# Decent "Semi-Automatic" setup?



## Deftworks (7 mo ago)

Hi guys, first time poster. I was thinking about jumping up to a semi-automatic setup from straight up hand tools that I have now. Does anybody have any recommendations for something pretty good but doesn't necessarily have to be top of the line? I normally don't do a ton of drywall on a larger scale but I'm doing more of it now and I've got a whole second floor remodel to do and was thinking about investing a little bit. Thanks


----------



## Mjaw (Nov 24, 2020)

Deftworks said:


> Hi guys, first time poster. I was thinking about jumping up to a semi-automatic setup from straight up hand tools that I have now. Does anybody have any recommendations for something pretty good but doesn't necessarily have to be top of the line? I normally don't do a ton of drywall on a larger scale but I'm doing more of it now and I've got a whole second floor remodel to do and was thinking about investing a little bit. Thanks


Depends how much you want to spend?, i have couple sets of boxes, (a bazooka that i never use)


----------



## picks drywall (Apr 13, 2021)

bazooka, pump, roller, glazer, wall boxes. i never liked the angle box much. if your just 1 man it wont pay to mess with tools. imo


----------



## endo_alley (Nov 2, 2013)

"bazooka, pump, roller, glazer, wall boxes. i never liked the angle box much. if your just 1 man it wont pay to mess with tools. imo "
Use a 2.5" angle head for glazing tape. And a 3.5" or 3" for running angles. I consider the angle box the greatest time saver of them all on finishes which need angles run.


----------



## Tonydif (May 8, 2021)

endo_alley said:


> "bazooka, pump, roller, glazer, wall boxes. i never liked the angle box much. if your just 1 man it wont pay to mess with tools. imo "
> Use a 2.5" angle head for glazing tape. And a 3.5" or 3" for running angles. I consider the angle box the greatest time saver of them all on finishes which need angles run.
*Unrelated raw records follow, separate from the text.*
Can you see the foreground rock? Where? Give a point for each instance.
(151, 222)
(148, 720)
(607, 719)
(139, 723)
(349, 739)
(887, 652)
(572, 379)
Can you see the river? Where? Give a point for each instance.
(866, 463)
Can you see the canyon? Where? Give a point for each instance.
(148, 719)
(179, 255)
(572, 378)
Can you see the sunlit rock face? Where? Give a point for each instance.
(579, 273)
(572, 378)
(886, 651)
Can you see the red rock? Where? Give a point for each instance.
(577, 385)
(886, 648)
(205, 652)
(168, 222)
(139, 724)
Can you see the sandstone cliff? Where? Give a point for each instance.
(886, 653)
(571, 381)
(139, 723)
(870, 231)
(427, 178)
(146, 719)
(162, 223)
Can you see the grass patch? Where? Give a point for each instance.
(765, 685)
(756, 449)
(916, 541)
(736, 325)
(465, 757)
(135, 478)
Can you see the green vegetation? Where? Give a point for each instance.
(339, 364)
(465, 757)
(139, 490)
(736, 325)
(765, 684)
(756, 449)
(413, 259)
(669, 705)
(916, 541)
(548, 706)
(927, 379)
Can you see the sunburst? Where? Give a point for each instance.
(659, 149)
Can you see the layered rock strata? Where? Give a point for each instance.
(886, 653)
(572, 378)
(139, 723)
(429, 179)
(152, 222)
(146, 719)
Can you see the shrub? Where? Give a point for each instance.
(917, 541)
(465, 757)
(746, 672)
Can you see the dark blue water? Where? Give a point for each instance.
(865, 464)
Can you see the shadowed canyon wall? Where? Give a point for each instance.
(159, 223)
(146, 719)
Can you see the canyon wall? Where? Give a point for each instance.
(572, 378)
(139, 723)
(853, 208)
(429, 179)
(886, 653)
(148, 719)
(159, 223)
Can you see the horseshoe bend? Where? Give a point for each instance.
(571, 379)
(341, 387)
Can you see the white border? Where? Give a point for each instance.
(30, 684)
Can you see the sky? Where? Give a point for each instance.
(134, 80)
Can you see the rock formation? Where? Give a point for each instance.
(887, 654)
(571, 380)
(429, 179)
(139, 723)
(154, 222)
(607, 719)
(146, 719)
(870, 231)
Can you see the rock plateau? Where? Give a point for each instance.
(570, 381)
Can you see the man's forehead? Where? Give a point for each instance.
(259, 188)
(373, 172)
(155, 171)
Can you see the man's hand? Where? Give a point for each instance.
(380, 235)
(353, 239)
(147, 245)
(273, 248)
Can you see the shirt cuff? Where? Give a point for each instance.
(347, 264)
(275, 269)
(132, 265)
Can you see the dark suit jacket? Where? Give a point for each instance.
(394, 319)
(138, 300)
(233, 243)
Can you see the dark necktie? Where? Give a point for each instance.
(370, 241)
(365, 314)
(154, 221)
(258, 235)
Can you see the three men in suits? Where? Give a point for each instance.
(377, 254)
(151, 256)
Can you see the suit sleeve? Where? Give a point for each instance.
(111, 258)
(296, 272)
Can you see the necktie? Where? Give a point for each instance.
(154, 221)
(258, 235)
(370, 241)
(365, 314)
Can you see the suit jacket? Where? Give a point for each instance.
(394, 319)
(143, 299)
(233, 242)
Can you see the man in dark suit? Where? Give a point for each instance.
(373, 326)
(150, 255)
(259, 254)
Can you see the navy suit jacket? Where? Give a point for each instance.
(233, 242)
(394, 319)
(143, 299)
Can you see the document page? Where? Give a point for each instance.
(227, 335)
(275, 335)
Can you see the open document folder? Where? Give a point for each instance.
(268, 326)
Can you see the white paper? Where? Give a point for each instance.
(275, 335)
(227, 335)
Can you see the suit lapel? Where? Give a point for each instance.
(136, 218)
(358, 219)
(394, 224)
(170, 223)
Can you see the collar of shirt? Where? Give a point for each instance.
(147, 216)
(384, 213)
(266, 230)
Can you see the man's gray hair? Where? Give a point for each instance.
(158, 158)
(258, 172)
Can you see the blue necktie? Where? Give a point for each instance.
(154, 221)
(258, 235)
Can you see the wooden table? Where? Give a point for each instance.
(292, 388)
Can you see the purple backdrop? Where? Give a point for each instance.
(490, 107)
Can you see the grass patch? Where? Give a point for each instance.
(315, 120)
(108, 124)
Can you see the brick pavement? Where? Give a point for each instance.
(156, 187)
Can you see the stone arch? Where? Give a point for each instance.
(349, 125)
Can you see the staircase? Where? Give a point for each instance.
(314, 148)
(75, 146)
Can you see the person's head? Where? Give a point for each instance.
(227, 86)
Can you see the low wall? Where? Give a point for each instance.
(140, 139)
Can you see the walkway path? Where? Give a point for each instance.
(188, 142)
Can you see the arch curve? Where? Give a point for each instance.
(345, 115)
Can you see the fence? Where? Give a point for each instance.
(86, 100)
What about Angle Box didn't you like?
I'm picking it up more lately because it's easier on shoulder than tube. I'm not good though, make a mess doing bottoms


----------



## endo_alley (Nov 2, 2013)

"What about Angle Box didn't you like?
I'm picking it up more lately because it's easier on shoulder than tube. I'm not good though, make a mess doing bottoms "

I like it. especially with the Columbia assist angle box.


----------